Laundry delivery drivers should not rely on notes or memory until they get finished with their routes. Laundry bags, hampers, etc. should be tagged immediately with the tagging mechanism your laundry delivery software provides. If you’re not using the provided customer tags from the software, your delivery drivers can use temporary tags to keep track of the orders until they are replaced by the permanent tags at the laundromat.

Your delivery drivers should check all of the bags for tags when collecting. Just because a customer has a branded laundry bag, doesn’t mean it’s tagged with that customer’s information. Check all bags for tags before placing any pickups into the van.

“This is one of the worst mistakes your laundry delivery driver can make in day-to-day operations,” Panesso explained. “We stress to our drivers the importance of tagging their bags immediately. Driving is hard work – and it’s easy to make a simple mistake when you’re operating on autopilot. It’s important for our drivers to know that these protocols are in place to help them, not to waste their time. Protocols reinforce our trust in our drivers.”

3. Document communications

We’ve added steps into the missed-pickup protocol to document our efforts to pick up laundry from customers, to contact the customers, and to provide ample time to those customers before moving on with the route.

Missed pickups happen. We understand. However, our delivery drivers operate on very full routes. Every minute matters. If you operate a traditional laundry delivery route, these routes operate like a UPS or FedEx route – not a pizza delivery or an Uber ride.

Your drivers will notify the customers when they are on the way through your automated messaging system, which is tied to the laundry delivery software. If no clothes are left outside the door, the delivery driver will knock on the door or ring the doorbell.

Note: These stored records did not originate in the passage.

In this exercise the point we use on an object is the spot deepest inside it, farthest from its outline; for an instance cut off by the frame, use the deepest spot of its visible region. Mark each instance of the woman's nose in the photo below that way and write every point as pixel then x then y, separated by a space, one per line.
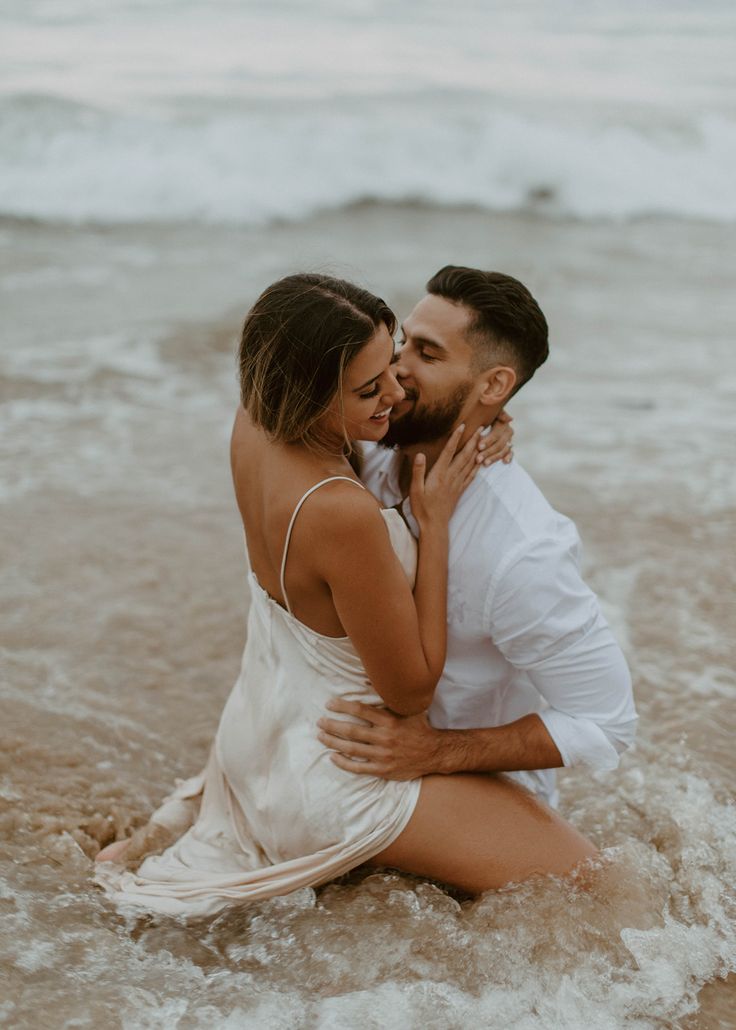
pixel 394 390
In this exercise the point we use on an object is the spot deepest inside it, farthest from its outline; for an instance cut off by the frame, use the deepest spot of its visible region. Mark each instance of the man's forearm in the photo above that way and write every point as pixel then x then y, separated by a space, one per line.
pixel 376 742
pixel 521 745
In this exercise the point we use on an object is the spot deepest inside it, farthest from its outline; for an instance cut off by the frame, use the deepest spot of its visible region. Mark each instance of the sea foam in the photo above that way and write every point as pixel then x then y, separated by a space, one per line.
pixel 74 162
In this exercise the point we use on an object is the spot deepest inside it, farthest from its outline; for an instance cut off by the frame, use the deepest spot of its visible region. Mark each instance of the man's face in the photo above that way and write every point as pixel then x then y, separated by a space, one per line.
pixel 433 368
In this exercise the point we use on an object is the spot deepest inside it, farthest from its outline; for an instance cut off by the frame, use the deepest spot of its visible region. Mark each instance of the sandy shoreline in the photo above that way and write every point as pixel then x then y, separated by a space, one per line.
pixel 123 596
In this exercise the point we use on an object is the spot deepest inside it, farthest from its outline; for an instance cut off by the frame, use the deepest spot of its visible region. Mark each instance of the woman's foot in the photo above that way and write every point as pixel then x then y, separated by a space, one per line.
pixel 113 852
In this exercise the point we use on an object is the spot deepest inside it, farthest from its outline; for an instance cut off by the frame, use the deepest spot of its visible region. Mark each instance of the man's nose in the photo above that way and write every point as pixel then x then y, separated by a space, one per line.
pixel 394 390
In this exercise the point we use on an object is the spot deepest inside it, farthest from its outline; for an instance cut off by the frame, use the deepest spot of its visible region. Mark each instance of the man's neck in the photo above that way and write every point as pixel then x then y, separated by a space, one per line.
pixel 432 450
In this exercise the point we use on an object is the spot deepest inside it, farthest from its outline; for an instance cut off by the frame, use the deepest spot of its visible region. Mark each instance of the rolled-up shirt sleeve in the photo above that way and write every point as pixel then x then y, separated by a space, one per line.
pixel 548 623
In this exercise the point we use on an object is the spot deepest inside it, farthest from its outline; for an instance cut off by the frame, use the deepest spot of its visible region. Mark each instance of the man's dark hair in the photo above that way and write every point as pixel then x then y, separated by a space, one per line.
pixel 507 323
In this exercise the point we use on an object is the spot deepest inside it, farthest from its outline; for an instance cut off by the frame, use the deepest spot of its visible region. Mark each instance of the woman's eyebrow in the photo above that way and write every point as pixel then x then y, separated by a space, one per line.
pixel 366 383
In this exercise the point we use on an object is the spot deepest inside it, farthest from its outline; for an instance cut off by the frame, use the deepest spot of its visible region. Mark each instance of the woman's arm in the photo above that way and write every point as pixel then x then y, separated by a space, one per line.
pixel 400 638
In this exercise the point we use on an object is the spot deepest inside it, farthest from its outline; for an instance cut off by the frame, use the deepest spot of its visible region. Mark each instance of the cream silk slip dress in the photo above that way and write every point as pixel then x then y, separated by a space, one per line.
pixel 275 814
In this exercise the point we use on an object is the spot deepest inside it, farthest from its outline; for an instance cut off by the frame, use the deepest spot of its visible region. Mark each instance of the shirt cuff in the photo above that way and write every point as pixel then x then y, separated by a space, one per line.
pixel 581 742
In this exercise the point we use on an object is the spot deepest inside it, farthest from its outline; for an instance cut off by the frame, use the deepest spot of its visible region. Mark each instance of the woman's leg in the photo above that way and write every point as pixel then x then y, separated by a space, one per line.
pixel 479 832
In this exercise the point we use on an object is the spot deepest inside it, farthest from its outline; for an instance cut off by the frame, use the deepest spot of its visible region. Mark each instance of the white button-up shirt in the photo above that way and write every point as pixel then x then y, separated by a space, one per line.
pixel 525 633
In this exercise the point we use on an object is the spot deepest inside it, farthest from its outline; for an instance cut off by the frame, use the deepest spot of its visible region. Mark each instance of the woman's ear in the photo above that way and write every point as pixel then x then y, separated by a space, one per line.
pixel 498 384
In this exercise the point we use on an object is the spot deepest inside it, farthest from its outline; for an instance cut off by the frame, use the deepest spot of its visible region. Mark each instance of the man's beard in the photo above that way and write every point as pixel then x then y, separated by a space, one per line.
pixel 425 423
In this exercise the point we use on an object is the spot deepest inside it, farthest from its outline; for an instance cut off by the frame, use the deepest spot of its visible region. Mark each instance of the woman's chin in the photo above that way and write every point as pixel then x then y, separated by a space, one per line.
pixel 374 432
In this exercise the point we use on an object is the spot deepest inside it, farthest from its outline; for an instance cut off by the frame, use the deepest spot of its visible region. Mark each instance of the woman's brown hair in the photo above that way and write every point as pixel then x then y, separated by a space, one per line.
pixel 298 339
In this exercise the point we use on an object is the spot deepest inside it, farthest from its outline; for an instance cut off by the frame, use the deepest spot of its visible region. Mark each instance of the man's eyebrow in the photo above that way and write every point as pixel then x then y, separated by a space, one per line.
pixel 425 342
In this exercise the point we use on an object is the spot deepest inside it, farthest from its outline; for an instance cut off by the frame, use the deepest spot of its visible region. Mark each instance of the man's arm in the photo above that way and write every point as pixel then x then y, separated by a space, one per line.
pixel 394 748
pixel 548 624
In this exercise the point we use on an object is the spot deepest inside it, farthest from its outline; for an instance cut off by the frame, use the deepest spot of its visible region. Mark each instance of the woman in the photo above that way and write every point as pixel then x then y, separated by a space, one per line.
pixel 342 605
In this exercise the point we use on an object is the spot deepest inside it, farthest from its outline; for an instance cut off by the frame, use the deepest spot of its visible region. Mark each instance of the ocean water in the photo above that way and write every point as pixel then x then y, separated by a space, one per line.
pixel 160 163
pixel 126 110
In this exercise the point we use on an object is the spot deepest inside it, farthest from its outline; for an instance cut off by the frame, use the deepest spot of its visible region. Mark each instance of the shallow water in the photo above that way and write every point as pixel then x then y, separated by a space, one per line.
pixel 123 601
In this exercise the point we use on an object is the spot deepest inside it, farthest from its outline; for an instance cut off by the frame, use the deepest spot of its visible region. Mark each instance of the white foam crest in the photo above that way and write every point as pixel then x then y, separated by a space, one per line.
pixel 70 163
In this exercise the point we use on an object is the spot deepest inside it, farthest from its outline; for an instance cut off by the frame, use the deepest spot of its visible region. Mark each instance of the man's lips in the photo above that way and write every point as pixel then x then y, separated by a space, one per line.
pixel 404 406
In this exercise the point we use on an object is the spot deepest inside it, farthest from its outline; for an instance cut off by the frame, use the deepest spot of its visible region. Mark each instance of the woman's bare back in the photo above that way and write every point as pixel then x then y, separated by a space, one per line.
pixel 269 480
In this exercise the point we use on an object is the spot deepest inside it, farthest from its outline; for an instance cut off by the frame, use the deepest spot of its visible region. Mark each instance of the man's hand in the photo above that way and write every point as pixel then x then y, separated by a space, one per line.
pixel 383 745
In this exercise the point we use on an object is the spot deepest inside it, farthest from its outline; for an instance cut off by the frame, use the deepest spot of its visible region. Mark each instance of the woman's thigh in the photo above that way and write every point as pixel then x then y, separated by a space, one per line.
pixel 479 831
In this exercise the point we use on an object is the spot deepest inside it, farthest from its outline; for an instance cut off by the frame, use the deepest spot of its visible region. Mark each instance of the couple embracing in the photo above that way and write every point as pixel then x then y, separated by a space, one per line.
pixel 400 565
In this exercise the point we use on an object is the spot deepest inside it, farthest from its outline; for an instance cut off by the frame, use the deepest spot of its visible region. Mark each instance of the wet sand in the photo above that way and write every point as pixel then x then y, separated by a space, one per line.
pixel 123 601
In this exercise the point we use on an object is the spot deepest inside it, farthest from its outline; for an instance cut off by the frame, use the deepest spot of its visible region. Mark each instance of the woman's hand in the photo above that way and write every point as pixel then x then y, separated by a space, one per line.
pixel 496 445
pixel 434 495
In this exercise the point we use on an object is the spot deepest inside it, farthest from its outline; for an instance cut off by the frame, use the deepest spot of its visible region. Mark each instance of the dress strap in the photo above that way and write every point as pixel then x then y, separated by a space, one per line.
pixel 295 512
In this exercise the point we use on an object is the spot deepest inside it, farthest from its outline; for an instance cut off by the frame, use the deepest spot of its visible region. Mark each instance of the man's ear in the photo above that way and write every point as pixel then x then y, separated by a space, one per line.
pixel 497 384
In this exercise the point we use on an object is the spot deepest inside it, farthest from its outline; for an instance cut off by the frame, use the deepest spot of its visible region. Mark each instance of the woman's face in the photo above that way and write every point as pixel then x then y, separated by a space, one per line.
pixel 370 389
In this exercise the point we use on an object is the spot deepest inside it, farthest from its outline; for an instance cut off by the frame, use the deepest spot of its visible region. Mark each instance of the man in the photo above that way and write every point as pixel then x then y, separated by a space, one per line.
pixel 533 679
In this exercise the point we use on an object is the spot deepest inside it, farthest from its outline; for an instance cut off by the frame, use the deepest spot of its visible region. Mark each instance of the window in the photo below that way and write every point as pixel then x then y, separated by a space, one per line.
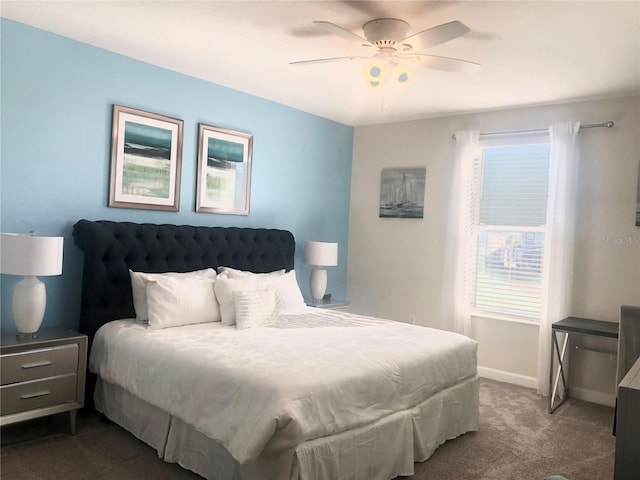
pixel 508 215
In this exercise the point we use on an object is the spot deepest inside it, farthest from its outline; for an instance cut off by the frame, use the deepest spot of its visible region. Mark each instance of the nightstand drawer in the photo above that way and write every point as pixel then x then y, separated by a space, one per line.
pixel 34 364
pixel 25 396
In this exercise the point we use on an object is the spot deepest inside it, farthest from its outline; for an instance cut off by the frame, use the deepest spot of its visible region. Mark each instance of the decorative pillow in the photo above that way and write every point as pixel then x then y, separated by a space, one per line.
pixel 176 301
pixel 138 280
pixel 235 273
pixel 224 288
pixel 288 295
pixel 254 309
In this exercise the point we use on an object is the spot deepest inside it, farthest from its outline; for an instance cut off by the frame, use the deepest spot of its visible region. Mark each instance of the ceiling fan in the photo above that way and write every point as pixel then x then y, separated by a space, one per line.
pixel 394 50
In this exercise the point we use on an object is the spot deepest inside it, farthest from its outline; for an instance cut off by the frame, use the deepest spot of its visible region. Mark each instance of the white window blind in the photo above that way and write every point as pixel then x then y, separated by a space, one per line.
pixel 509 207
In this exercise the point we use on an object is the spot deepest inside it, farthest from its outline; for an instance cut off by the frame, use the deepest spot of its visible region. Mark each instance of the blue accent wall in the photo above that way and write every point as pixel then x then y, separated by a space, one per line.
pixel 56 100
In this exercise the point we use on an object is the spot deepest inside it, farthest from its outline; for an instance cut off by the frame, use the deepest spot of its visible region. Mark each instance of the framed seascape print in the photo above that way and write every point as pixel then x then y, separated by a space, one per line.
pixel 402 192
pixel 224 171
pixel 146 160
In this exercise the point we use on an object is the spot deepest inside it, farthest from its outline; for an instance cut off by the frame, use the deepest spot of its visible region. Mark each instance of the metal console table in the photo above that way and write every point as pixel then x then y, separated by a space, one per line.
pixel 572 326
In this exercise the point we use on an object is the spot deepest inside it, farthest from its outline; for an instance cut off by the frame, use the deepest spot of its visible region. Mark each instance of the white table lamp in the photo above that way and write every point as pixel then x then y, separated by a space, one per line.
pixel 320 255
pixel 31 256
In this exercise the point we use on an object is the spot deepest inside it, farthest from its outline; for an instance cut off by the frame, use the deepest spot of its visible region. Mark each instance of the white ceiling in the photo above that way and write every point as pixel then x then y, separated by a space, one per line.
pixel 532 52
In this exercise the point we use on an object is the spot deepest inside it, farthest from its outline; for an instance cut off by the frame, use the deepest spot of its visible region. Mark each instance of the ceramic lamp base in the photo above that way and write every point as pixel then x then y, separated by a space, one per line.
pixel 318 283
pixel 29 303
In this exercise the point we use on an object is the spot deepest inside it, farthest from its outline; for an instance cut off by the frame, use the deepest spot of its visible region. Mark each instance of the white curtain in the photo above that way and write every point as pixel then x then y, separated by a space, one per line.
pixel 459 233
pixel 559 241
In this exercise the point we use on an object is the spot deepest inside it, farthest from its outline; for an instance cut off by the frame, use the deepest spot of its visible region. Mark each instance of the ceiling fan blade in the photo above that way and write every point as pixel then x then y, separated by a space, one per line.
pixel 341 32
pixel 441 63
pixel 437 35
pixel 326 60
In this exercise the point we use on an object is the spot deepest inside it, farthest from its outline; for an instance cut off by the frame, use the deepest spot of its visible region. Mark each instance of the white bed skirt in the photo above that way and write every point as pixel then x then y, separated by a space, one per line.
pixel 380 451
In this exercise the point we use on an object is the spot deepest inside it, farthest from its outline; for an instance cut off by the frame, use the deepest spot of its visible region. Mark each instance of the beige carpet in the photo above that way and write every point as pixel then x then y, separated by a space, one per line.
pixel 517 440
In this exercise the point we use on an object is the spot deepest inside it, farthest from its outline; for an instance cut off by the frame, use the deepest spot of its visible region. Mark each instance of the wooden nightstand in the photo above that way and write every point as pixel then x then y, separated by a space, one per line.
pixel 342 305
pixel 42 376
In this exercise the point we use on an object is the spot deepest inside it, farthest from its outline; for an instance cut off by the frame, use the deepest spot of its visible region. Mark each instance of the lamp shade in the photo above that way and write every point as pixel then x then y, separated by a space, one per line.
pixel 321 253
pixel 30 255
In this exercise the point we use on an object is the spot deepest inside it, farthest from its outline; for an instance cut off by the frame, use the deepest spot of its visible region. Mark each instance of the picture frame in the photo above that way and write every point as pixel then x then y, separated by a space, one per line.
pixel 638 199
pixel 402 192
pixel 224 170
pixel 146 160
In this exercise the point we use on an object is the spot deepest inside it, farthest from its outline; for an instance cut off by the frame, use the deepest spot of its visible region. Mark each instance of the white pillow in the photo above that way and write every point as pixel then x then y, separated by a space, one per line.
pixel 176 301
pixel 288 294
pixel 224 288
pixel 254 309
pixel 138 280
pixel 235 273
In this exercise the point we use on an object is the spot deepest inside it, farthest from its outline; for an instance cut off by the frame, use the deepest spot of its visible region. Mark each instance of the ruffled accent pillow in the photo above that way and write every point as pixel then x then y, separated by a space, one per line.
pixel 224 289
pixel 288 295
pixel 255 308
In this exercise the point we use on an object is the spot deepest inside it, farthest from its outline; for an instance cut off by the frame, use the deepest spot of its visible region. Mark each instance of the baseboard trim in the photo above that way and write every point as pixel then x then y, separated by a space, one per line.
pixel 591 396
pixel 508 377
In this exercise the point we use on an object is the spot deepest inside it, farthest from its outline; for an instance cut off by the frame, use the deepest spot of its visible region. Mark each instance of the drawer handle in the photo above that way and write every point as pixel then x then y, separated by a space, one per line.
pixel 37 364
pixel 26 396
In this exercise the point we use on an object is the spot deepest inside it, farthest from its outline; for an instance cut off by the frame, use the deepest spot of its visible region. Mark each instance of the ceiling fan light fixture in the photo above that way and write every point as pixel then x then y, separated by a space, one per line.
pixel 374 75
pixel 402 74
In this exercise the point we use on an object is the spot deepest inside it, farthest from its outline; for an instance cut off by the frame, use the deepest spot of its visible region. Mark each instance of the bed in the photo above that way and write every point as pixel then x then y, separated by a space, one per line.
pixel 288 392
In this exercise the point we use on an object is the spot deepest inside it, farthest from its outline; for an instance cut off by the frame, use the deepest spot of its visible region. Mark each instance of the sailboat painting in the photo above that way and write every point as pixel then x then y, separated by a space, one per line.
pixel 402 192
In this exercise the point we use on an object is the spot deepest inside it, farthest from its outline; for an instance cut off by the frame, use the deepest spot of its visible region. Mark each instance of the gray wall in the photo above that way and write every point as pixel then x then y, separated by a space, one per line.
pixel 397 266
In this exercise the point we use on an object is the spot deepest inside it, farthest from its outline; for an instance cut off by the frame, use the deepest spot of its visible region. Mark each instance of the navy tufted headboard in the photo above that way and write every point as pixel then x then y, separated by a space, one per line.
pixel 112 248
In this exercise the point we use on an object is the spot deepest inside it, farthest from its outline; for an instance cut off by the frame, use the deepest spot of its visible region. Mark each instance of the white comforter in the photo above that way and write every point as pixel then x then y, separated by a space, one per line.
pixel 269 389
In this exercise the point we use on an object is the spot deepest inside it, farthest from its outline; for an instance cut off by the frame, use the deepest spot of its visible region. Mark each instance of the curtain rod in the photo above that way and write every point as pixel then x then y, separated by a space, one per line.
pixel 608 124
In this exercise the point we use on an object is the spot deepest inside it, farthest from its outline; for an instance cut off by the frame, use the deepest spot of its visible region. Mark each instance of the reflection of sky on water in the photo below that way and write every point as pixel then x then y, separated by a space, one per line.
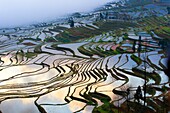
pixel 19 106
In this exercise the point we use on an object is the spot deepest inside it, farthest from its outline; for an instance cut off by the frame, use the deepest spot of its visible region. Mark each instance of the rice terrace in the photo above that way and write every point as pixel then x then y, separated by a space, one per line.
pixel 110 60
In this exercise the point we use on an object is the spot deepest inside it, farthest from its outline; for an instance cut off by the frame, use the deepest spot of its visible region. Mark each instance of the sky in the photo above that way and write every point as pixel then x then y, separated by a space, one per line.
pixel 23 12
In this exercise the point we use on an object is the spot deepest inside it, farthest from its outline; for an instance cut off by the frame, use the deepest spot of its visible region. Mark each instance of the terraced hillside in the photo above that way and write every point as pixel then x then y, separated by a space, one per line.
pixel 96 67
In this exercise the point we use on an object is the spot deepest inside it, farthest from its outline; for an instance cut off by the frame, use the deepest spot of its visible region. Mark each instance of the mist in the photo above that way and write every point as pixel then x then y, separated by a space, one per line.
pixel 24 12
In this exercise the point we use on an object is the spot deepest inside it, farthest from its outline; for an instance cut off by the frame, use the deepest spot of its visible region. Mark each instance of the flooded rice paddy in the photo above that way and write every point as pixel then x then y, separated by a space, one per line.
pixel 36 76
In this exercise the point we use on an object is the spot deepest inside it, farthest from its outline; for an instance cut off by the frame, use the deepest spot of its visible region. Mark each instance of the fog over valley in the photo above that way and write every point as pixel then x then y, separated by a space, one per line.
pixel 23 12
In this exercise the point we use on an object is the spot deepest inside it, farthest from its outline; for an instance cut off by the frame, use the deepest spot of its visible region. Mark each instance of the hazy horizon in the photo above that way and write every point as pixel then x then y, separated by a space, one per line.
pixel 15 13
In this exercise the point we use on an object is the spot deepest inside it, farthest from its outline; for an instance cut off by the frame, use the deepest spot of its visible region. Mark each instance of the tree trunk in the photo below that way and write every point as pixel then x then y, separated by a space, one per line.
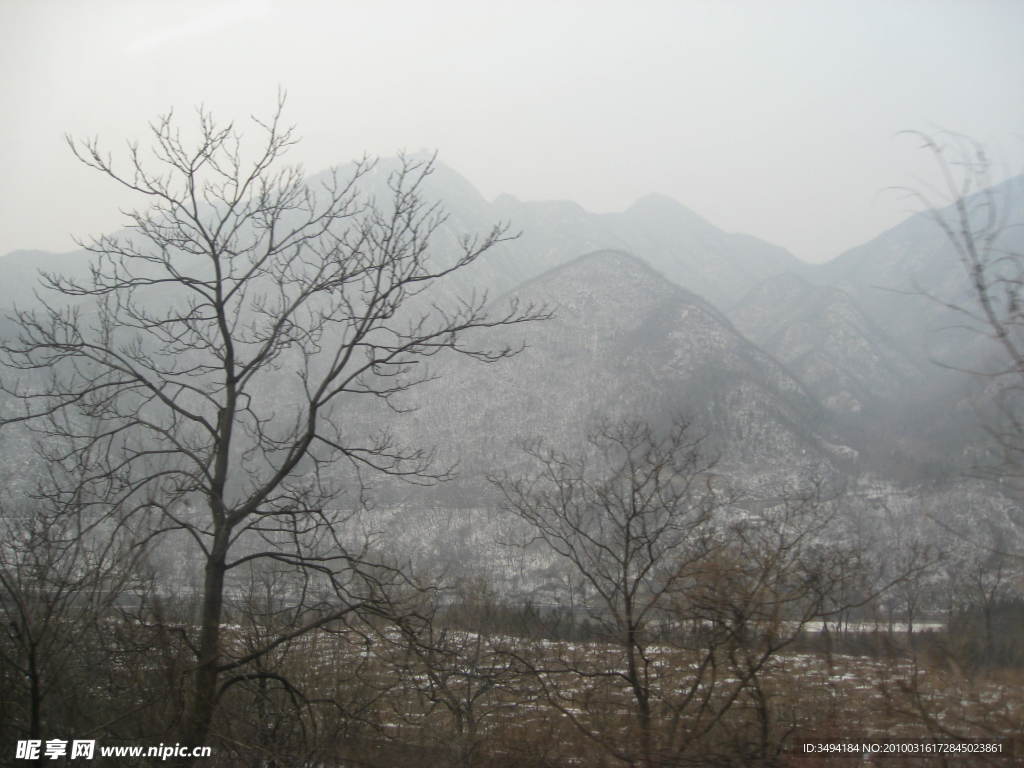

“If there is no answer, we have our laundry delivery driver (1) call, (2) text, and then (3) call again.” Panesso noted. “These actions are all documented in our software. We let our laundry delivery drivers know that sending texts through the laundry delivery software and leaving voicemails will help prove their efforts to contact the customer, if these efforts are ever called into question. That prevents situations where we are second-guessing our own staff.”

At that point, if a delivery driver is unable to reach the customer in three to five minutes, that driver is instructed to move on with the route. And drivers will not be able to turn back.

Obtaining solid documentation from your delivery drivers helps you:

  • Prove to customers that you did everything you could to service them.
  • Prevents customers from bullying drivers by making false claims to your customer support operators.

Protocols Prevent Mistakes

No doubt, a successful and profitable laundry delivery operation will have many detailed standard operating procedures. However, these three SOPs can help you get your laundry delivery drivers on the right track.

A customer saying one thing and a driver saying another can be an incredibly divisive situation. This is why we have established certain protocols to document and prove our actions at friction points throughout the process.

“These procedures help everyone know that we’ve got their back,” Panesso said. “Our drivers need to know that their managers and their customer support team trust them. If they are following protocol, there’s no room for doubt – even when mistakes happen. It’s our goal to keep that divisive doubt out of the business.”